Alas! Flight 3 of the SpaceX Falcon 1 vehicle ended with the loss of the vehicle. The flight seemed to be going well until shortly before stage separation. This is the moment when the first stage shuts down and is jettisoned, then the second stage begins firing. The live video stream from the rocket was cut off about 2:11 into the flight. A few seconds later the SpaceX announcer said there had been an anomaly. In a statement to his employees and the general public a short while later, Elon Musk said there had been a stage separation failure. We have no other information at this time, although speculation has been rampant in the blogosphere.

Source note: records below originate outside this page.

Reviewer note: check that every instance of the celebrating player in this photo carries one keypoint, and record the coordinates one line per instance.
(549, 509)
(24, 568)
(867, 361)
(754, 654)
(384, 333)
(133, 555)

When something like this happens the blogosphere is always full of naysayers. I can't resist a few comments of my own. First, it is true this is a serious failure for the company. This flight didn't get as far as the last one, which doesn't look good. We have yet to learn how their customers will react to the failure. It is definitely a significant setback. Musk says he has brought in new investors and his cash position is very strong. He thinks he can weather the crisis. I still wouldn't bet against him.
Many of the naysayers appear to be part of the traditional aerospace industry and it seems almost as if they are hoping SpaceX will fail. They seem to be motivated by a desire to prove that no one can improve on their own track record. They would like to think that it is always going to take billions of dollars and an army of thousands to develop new spacecraft. But look at what SpaceX has already accomplished. With a total workforce of 525 people and no more than about $250 million expended so far, they have developed one small launch vehicle (Falcon 1), are well along in development of a medium lift vehicle (Falcon 9) and are working on a spacecraft that will dock with the International Space Station (Dragon). All that would have cost the Europeans about $5 billion!! Even Lockheed-Martin or Boeing would have spent far more. SpaceX can afford to lose several more Falcon 1 vehicles as they perfect their systems and still be way ahead of what anyone else has done in terms of cost efficiency. I really think the big boys better be looking in their rearview mirrors!